Don’t expect Facebook to join Twitter in fact-checking false or inaccurate statements made by Donald Trump. In an interview set to air Thursday, CEO Mark Zuckerberg told Fox News, “I just believe strongly that Facebook shouldn’t be the arbiter of truth of everything that people say online.”
But Twitter CEO Jack Dorsey pushed back against Zuckerberg’s comments, saying Wednesday night that Twitter will “continue to point out incorrect or disputed information about elections globally.”
On Tuesday, Twitter took the unprecedented step of adding a fact check link to the bottom of several tweets in which Donald Trump falsely claimed that mail-in voting is linked to fraud. The text, “Get the facts about mail-in ballots,” redirected users to a Twitter page linking to explanations that that Trump’s claims are not supported by any evidence.
Zuckerberg told Fox News he disagrees with that decision. “We have a different policy than, I think, Twitter on this,” he said in the interview. “I just believe strongly that Facebook shouldn’t be the arbiter of truth of everything that people say online. Private companies probably shouldn’t be, especially these platform companies, shouldn’t be in the position of doing that.”
Several hours after Zuckerberg’s comments were made public, Dorsey responded. “Fact check: there is someone ultimately accountable for our actions as a company, and that’s me,” Dorsey tweeted Wednesday night. “Please leave our employees out of this. We’ll continue to point out incorrect or disputed information about elections globally. And we will admit to and own any mistakes we make.”
“This does not make us an ‘arbiter of truth,'” he continued. “Our intention is to connect the dots of conflicting statements and show the information in dispute so people can judge for themselves.
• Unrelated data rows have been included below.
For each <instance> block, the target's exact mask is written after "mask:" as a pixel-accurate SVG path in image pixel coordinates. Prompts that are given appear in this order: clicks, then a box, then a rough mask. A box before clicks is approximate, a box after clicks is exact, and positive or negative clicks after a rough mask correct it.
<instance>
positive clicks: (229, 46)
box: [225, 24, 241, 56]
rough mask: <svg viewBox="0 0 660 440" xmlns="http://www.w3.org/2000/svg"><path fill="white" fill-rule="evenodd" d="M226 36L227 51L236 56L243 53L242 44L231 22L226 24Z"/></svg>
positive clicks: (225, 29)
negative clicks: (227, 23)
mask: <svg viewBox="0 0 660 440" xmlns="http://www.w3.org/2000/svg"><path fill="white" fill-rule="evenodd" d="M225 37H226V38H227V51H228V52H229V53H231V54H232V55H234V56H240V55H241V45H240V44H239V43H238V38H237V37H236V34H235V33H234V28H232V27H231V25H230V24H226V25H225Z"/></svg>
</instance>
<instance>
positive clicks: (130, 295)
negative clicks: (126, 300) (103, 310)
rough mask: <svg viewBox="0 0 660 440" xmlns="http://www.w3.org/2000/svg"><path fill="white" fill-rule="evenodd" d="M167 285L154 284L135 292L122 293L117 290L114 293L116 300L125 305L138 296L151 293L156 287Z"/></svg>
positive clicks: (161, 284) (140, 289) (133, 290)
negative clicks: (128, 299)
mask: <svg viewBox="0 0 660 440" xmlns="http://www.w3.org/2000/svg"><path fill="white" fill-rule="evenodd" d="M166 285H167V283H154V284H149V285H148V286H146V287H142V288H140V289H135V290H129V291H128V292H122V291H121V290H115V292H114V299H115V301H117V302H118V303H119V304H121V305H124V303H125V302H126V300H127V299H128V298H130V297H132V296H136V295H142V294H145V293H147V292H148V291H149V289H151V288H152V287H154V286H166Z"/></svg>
More transparency from us is critical so folks can clearly see the why behind our actions.”
Dorsey also included a link to Twitter’s latest “civic integrity policy.”
For his part, Trump was apoplectic over Twitter’s fact check, which he falsely described as an attack on free speech. After raging about it on Tuesday, he continued doing so on Wednesday when he suggested the federal government might take some form of action against Twitter. Since then it has been reported that Trump will sign an executive order on Thursday that will call on authorities to investigate Google, Facebook and Twitter for “political bias.”
Zuckerberg indicated in his interview with Fox News that he also disagrees with Trump. “I have to understand what they actually would intend to do,” he said. “But in general, I think a government choosing to censor a platform because they’re worried about censorship doesn’t exactly strike me as the right reflex there.”
Zuckerberg’s interview will air on Fox News on Thursday.